The Government considered Rivera's testimony crucial to its case against Bauer, dedicating significant resources to present it during the trial, including a substantial portion of its trial brief to support its admissibility. Rivera was positioned as the Government's key witness, intended to leave a strong impression on the jury. In closing arguments, the Government highlighted Rivera's testimony, noting that Bauer was informed by his attorney about signing under penalty of perjury, countering potential defenses regarding his understanding. The Government's later assertion on appeal that other evidence of Bauer's intent was overwhelming contradicts its prior emphasis on Rivera's testimony. The court found that the admission of Rivera's testimony violated Bauer's attorney-client privilege, a significant breach, though not a constitutional error. This violation, coupled with the testimony's strong rebuttal of Bauer's defense and the Government's weak evidence of intent, led to the conclusion that the jury's verdict was likely influenced by the error. Consequently, Bauer's conviction is reversed.

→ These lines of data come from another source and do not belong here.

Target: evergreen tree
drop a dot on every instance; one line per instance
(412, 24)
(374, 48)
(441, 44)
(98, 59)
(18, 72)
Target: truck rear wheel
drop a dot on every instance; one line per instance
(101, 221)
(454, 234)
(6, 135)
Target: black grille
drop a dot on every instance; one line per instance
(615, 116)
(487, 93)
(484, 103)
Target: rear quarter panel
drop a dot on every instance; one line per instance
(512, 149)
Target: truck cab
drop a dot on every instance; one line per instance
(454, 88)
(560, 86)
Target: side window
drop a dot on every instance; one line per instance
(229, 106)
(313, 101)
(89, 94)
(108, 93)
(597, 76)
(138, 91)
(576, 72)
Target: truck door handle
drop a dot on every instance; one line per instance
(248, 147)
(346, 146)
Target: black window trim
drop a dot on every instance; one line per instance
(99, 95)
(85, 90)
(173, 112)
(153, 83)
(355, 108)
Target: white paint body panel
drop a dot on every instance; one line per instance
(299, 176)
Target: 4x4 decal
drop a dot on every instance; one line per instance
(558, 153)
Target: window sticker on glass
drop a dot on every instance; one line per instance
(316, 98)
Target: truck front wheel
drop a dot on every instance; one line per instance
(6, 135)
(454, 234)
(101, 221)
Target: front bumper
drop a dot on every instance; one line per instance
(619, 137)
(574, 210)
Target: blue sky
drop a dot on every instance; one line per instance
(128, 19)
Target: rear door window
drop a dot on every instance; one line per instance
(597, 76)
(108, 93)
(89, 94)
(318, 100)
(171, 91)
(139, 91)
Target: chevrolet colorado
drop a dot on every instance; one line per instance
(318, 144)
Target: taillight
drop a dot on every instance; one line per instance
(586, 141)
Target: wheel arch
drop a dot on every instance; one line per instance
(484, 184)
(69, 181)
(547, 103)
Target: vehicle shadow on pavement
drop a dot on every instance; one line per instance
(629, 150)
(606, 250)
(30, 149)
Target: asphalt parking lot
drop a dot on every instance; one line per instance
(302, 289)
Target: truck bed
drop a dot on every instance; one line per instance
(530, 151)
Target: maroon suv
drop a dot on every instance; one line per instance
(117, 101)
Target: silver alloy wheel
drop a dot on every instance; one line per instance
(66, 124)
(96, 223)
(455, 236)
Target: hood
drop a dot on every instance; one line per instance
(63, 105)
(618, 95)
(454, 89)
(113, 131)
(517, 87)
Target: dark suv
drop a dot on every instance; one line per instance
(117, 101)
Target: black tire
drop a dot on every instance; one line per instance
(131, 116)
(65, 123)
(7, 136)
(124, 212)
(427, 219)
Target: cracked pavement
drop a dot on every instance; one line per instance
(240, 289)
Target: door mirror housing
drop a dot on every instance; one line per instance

The court has reversed and remanded the case for a new trial or suitable resolution. Bauer has been incarcerated since July 16, 1997. Both parties concur that the district court's reliance on United States v. Laurins, 857 F.2d 529 (9th Cir.1988), was misplaced, as it pertained to the crime-fraud exception rather than the current issue at hand. The applicable standard of review for establishing the prima facie application of the crime-fraud exception remains ambiguous in this circuit, but it is unnecessary to resolve this ambiguity here, as the exception does not pertain to this case's circumstances. Federal common law governs the application of attorney-client privilege in federal law cases. The Government's assertion that Bauer's stepson's testimony supports the claim that Bauer was aware of the unlawful asset transfer is inaccurate; the stepson's testimony merely indicated Bauer's intention to transfer a car to his daughter, with no evidence regarding Bauer's understanding of bankruptcy laws. Given the reversal of Bauer's conviction related to attorney-client privilege, other claims, including ineffective assistance of counsel and alleged errors in the restitution order, are rendered moot.